Fluent nHibernate setting database transaction isolation level
Introduction
Normally, if you do NOT specify the isolation level for an nHiberante transaction, it will remain undefined. This is bad for many reasons – the primary one being that SQL Server does not know what to do with undefined and has to revert to its own default setting (READCOMMITTED). This is cumbersome – since SQL Server has to do this EVERY single time. So, you need to figure out a way to explicitly set the isolation level to something other than undefined.
Option 1 – Globally set it – during the configuration
Setting it globally seems to be the logical choice. However, for some reason, Fluent nHibernate did not pick up the global setting. In Fluent nHibernate, there is a database property that one can try setting as follows:
var config = Fluently.Configure()
.Database(
MsSqlConfiguration.MsSql2008.Raw("connection.isolation", "READCOMMITTED")
This, however did not seem to work (the database still sees the transaction as ‘undefined’).
Option 2 – In Code (Set it at the start of the transaction)

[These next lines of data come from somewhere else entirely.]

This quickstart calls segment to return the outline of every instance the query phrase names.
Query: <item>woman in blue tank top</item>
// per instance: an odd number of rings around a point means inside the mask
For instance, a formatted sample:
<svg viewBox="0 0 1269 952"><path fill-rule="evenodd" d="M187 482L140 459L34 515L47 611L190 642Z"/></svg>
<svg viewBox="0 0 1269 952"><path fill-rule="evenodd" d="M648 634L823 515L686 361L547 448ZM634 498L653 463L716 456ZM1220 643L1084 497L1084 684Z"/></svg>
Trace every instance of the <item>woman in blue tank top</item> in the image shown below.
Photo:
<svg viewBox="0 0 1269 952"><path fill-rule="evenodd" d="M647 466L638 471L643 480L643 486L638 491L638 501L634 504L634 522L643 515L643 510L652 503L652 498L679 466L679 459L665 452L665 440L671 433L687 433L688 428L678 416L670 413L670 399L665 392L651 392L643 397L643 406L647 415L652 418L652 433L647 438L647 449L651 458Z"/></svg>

The surefire way to accomplish this is to explicitly set the isolation level at the start of the transaction :
session.BeginTransaction(System.Data.IsolationLevel.ReadCommitted)
For e.g. – the start of your transaction may look like this:
var session = SessionManager.GetSession();
using (var transaction = session.BeginTransaction(System.Data.IsolationLevel.ReadCommitted))
{ // LINQ query
}
Yes – this means doing a global Search and Replace for all your BeginTransactions to BeginTransaction(IsolationLevel.ReadCommitted).
On nHibernate’s Transaction.Commit
Surround your commits with a try-catch, so you can rollback the transaction (after all, that is why you are IN a transaction in the first place – so you can rollback if something goes wrong).
1: try
2: {
3: transaction.Commit();
4: }
5: catch (Exception ex)
6: {
7: transaction.Rollback();
8: throw;
9: }
Summary
An attempt to set the isolation level globally – via the startup configuration setting for Fluent nHibernate did not seem to work. However, setting it in code, at the start of each transaction – i.e. – at every BeginTransaction – seemed to do the trick. The isolation level correctly shows up (in hibernating rhinos profiler) as READCOMMITTED.